9. Health insurance and medical costs
If you are switching from your family’s plan to a university plan (which many schools offer), you may see a change in co-pays, deductibles and more. The result could be increased spending on medical services.
10. Student loan interest
This one is a little tricky, since it can easily go unpaid the entire time you’re in college. Here’s the long and short of it: when you take out a loan, the lender charges interest. The exact interest rate will depend on your lender. There are many different types of loans. For unsubsidized federal loans and private loans, interest will begin accruing from the day the loan amount is paid to you (or your university). So even if you are in school and not making payments, your loan is accruing interest, meaning you will have to pay more back.
You can make payments while in school on the interest amount. This will minimize how much capitalizes (gets added to the principal balance) and results in a lower payment once you graduate. So while paying this interest is an unexpected cost, it’s a good one to pay now instead of putting off.
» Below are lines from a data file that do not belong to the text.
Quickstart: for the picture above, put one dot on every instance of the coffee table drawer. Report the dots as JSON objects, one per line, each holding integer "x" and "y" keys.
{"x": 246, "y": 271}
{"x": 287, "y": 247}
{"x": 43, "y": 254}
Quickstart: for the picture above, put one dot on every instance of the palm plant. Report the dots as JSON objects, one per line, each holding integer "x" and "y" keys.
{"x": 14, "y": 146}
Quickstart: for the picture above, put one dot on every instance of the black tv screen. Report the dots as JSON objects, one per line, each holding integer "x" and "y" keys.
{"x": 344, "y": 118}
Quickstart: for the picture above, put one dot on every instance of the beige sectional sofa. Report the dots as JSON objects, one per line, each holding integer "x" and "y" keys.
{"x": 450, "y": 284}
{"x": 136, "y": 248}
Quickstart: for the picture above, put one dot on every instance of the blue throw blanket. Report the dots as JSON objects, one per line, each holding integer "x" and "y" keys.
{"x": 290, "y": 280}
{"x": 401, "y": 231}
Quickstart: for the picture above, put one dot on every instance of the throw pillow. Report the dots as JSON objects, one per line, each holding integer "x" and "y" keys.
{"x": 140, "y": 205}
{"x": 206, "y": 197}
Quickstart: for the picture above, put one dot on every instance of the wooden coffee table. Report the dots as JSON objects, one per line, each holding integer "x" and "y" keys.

Additionally, you can likely claim the student loan interest deduction on your tax return for those payments, up to $2,500. This assumes your modified adjusted gross income is less than $80,000 if you file as single or head of household or $160,000 if you file a joint return with your spouse. No deduction is allowed if you are married and you and your spouse file separately. Get more details from the IRS here.
Congratulations on starting college! With this financial planning, hopefully the worst surprise to greet you freshman year is a pop quiz in biology.